Se così fosse ci sarà la "portabilità"
di questa classe o sarà solo una classe interna e quindi
una liberalizzazione parzialmente zoppa?
Assinews
risponde:
Ricordiamo che
anteriormente al Decreto Legge 31 gennaio 2007, n. 7 (cosiddetto
Bersani due) l'unica norma in materia di "seconda auto"
era costituita dalla Circolare ISVAP n. 420/D del 7 novembre 2000,
che conteneva un semplice invito alla imprese esercenti la RCA a
"... prevedere, nelle proprie condizioni di polizza, tenuto
conto del necessario equilibrio tecnico tariffario, che il contratto
relativo ad altro nuovo veicolo di proprietà del medesimo
soggetto sia assegnato a una classe diversa più favorevole
di quella di ingresso, compresa la medesima classe di merito maturata
sul precedente veicolo."
Alla luce del testo
citato si evidenzia maggiormente la poca chiarezza della norma citata
dal lettore, ovvero che l'impresa assicuratrice" .... non può
assegnare al contraente una classe di merito più sfavorevole
rispetto a quella risultante dall'ultimo attestato di rischi conseguito".

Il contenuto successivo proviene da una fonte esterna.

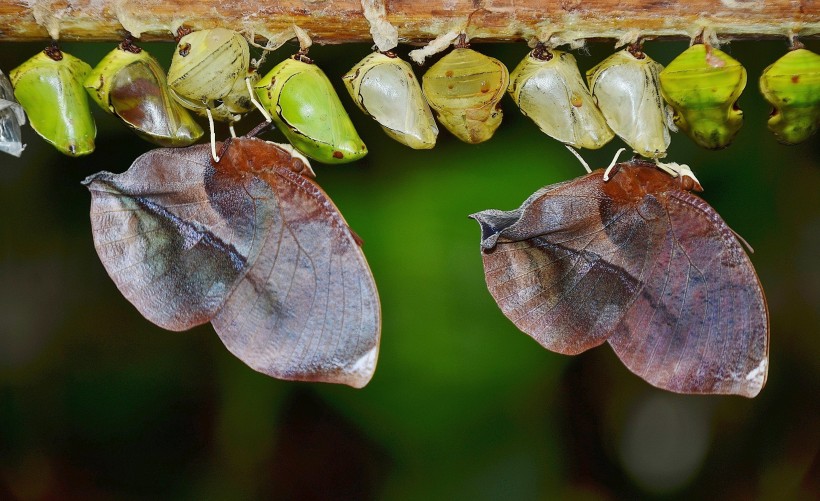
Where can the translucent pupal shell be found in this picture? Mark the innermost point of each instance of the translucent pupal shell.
(628, 95)
(53, 96)
(385, 88)
(307, 110)
(11, 118)
(207, 66)
(702, 85)
(133, 87)
(552, 93)
(464, 88)
(792, 86)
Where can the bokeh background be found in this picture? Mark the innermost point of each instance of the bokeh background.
(97, 403)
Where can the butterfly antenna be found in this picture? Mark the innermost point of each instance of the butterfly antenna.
(613, 163)
(579, 157)
(213, 134)
(682, 171)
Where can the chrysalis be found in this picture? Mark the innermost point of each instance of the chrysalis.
(638, 262)
(129, 83)
(548, 88)
(626, 87)
(384, 87)
(306, 108)
(250, 244)
(12, 117)
(49, 86)
(464, 88)
(208, 71)
(792, 86)
(702, 85)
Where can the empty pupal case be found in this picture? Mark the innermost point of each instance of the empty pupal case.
(385, 87)
(626, 87)
(548, 88)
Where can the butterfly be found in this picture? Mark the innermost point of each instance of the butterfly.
(641, 263)
(251, 244)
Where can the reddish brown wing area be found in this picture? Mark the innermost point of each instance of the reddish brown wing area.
(637, 261)
(250, 245)
(307, 309)
(700, 324)
(556, 265)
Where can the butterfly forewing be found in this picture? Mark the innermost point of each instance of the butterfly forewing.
(308, 308)
(555, 272)
(700, 324)
(249, 244)
(637, 261)
(174, 234)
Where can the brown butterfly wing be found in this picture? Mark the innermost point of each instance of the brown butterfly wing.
(557, 266)
(637, 261)
(700, 324)
(163, 237)
(307, 309)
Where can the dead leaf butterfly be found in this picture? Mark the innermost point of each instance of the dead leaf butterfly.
(637, 261)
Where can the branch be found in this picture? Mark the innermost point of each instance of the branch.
(340, 21)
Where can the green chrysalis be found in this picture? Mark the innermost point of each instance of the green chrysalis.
(702, 85)
(304, 106)
(626, 87)
(129, 83)
(792, 86)
(384, 87)
(208, 71)
(12, 117)
(464, 88)
(548, 88)
(49, 86)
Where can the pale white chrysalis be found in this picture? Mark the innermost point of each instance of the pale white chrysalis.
(11, 118)
(548, 88)
(384, 87)
(627, 89)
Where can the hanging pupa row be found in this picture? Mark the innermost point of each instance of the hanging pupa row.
(211, 74)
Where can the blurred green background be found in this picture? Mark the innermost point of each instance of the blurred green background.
(97, 403)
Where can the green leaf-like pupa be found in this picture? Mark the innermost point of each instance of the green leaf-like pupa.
(306, 108)
(208, 71)
(792, 86)
(130, 83)
(49, 86)
(702, 85)
(384, 87)
(548, 88)
(464, 88)
(626, 87)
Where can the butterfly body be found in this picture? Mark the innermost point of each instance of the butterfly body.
(638, 262)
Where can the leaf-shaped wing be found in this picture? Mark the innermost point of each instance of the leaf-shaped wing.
(700, 324)
(556, 268)
(174, 234)
(637, 261)
(308, 307)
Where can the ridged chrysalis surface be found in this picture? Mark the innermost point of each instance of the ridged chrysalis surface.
(702, 85)
(385, 87)
(464, 88)
(626, 88)
(548, 88)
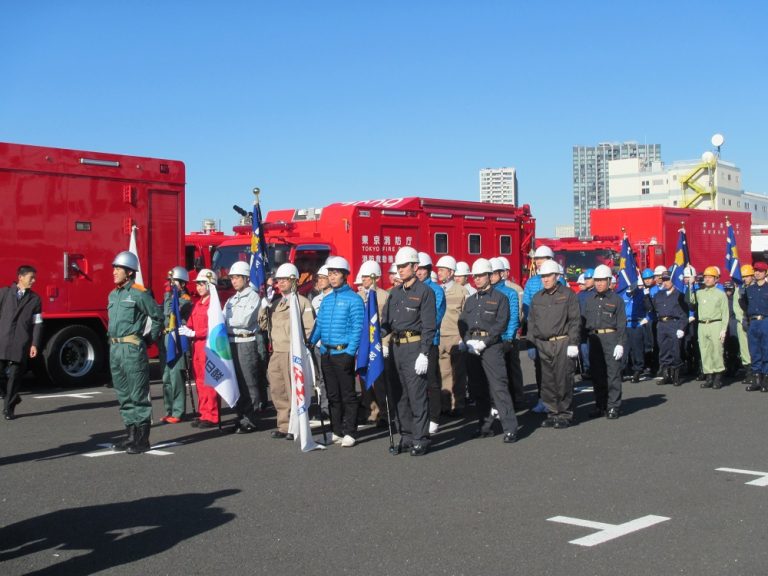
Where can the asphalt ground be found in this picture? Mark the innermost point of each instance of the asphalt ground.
(249, 504)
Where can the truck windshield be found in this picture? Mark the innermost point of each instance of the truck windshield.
(574, 262)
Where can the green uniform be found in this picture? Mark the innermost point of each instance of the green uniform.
(174, 397)
(129, 307)
(712, 312)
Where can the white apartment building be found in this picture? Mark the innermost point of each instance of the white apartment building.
(634, 184)
(498, 185)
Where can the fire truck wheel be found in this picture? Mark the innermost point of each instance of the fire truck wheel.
(74, 356)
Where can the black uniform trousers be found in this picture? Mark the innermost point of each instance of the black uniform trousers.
(339, 376)
(669, 344)
(556, 377)
(606, 371)
(514, 372)
(634, 348)
(409, 390)
(488, 378)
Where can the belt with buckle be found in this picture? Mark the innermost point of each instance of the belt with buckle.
(130, 339)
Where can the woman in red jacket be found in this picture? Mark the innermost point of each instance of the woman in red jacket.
(197, 325)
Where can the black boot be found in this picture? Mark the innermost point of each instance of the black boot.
(141, 443)
(758, 381)
(128, 440)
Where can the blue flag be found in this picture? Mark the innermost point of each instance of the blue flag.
(370, 357)
(627, 267)
(258, 250)
(732, 256)
(682, 260)
(176, 344)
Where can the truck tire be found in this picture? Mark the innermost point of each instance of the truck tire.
(74, 356)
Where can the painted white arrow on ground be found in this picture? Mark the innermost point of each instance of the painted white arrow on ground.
(762, 481)
(82, 395)
(606, 532)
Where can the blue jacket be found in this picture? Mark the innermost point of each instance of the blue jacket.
(439, 306)
(339, 321)
(514, 317)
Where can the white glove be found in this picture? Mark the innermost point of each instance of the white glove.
(422, 363)
(184, 331)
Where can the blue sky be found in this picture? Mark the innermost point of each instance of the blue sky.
(317, 102)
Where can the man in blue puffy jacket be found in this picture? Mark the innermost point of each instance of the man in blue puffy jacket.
(337, 329)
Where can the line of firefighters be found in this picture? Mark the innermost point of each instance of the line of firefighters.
(440, 334)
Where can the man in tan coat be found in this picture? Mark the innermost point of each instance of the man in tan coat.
(276, 320)
(451, 355)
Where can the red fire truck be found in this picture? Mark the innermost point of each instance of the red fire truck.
(376, 229)
(653, 233)
(68, 213)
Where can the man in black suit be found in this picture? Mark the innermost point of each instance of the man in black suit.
(21, 327)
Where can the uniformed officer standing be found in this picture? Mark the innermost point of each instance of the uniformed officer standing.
(452, 359)
(712, 312)
(754, 301)
(241, 314)
(338, 328)
(672, 315)
(410, 317)
(276, 319)
(21, 328)
(174, 386)
(605, 323)
(482, 323)
(554, 324)
(129, 306)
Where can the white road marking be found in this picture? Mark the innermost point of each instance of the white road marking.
(606, 532)
(762, 481)
(81, 395)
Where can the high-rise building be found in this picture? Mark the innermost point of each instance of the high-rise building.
(590, 175)
(498, 185)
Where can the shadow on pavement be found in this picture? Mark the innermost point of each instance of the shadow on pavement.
(114, 534)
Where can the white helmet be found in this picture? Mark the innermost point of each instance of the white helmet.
(240, 268)
(126, 259)
(337, 263)
(287, 270)
(496, 264)
(206, 275)
(447, 262)
(370, 268)
(462, 269)
(602, 272)
(549, 267)
(406, 255)
(481, 266)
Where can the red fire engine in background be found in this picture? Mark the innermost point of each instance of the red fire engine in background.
(376, 229)
(653, 234)
(68, 213)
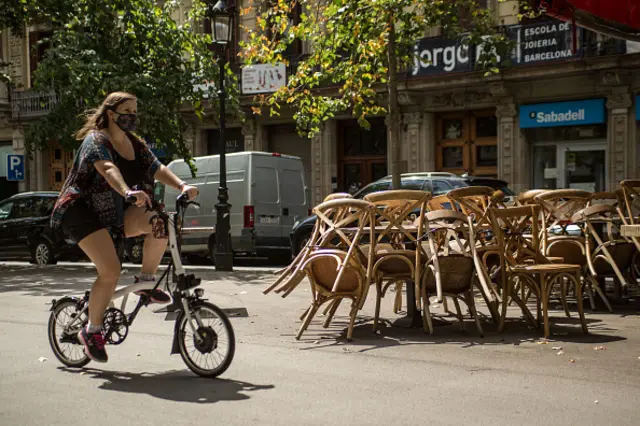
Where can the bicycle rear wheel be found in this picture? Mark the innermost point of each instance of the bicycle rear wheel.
(62, 338)
(211, 355)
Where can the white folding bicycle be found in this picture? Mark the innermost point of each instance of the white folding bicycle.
(203, 334)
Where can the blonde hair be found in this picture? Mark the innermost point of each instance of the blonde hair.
(97, 118)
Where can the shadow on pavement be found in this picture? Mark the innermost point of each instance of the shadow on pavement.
(516, 333)
(56, 280)
(179, 386)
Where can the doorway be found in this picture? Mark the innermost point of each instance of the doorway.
(362, 154)
(467, 142)
(573, 165)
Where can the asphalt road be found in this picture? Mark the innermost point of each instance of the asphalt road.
(400, 377)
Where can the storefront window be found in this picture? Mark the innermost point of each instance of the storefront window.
(545, 167)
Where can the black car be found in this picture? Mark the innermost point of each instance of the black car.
(25, 230)
(436, 183)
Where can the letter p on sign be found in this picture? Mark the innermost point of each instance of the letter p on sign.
(15, 167)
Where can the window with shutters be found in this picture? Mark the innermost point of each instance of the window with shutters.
(39, 43)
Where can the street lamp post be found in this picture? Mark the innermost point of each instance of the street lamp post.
(222, 31)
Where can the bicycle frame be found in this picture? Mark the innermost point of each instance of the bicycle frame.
(183, 297)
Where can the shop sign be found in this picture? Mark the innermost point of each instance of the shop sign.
(263, 78)
(534, 43)
(543, 42)
(590, 111)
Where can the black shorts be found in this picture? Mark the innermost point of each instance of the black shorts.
(79, 221)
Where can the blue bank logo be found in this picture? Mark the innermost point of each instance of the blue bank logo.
(562, 113)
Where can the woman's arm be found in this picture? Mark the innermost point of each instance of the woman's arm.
(112, 175)
(166, 176)
(114, 178)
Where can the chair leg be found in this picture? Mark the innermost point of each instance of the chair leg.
(589, 289)
(544, 289)
(600, 293)
(563, 288)
(445, 306)
(376, 316)
(472, 307)
(307, 320)
(580, 304)
(332, 312)
(506, 292)
(426, 313)
(458, 313)
(352, 320)
(305, 313)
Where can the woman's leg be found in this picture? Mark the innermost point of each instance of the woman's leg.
(101, 251)
(99, 247)
(136, 222)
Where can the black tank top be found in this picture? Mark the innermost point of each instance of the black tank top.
(131, 170)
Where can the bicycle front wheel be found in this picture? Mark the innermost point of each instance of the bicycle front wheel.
(208, 344)
(65, 321)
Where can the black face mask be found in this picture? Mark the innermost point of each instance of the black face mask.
(126, 122)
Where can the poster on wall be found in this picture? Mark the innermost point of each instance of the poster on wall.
(263, 78)
(234, 141)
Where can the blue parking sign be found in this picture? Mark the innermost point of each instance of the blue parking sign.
(15, 167)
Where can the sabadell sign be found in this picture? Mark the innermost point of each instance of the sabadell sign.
(590, 111)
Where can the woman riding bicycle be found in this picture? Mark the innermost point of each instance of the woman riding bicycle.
(112, 164)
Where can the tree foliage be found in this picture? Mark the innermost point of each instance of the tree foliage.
(99, 47)
(349, 50)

La norma, a nostro modesto avviso, va infatti interpretata nel senso
della assegnazione alla stessa classe di merito dell'ultimo attestato
relativo al "primo autoveicolo", non riuscendo a vedere
i motivi per i quali la classe di merito dovrebbe addirittura essere
migliore, ovvero con coefficiente di premio inferiore.
Tutto ciò premesso,
riteniamo che l'inserimento dell'assicurazione del secondo autoveicolo
in classe C.U. 14 ma soltanto in una classe interna della compagnia
migliore di quella di ingresso sarebbe eludere la disposizione del
D.L. citato, ed infatti non ci risulta che oggi questo sia il comportamento
del mercato, che ha accolto generalmente la citata indicazione dell'ISVAP,
confermata poi nel "Protocollo di intesa sull'assicurazione
r.c.a. tra Governo, ANIA e Associazioni dei Consumatori" del
5 maggio 2003.
Ci permettiamo infine
di osservare che passare da una indicazione al mercato dell'Organo
di Ccontrollo, recepita (sempre come orientamento) in una intesa
tra le "Parti" interessate, a un obbligo di legge, non
può certo definirsi liberalizzazione, tenuto soprattutto
conto che, come opportunamente ricordava l'ISVAP, le imprese debbono
tenere conto del "necessario equilibrio tecnico tariffario",
ovverosia, in termini più comprensibili, che se alla classe
14 viene tolta una parte dei premi tecnicamente necessari al suo
equilibrio, ne devono fare le spese le altre classi.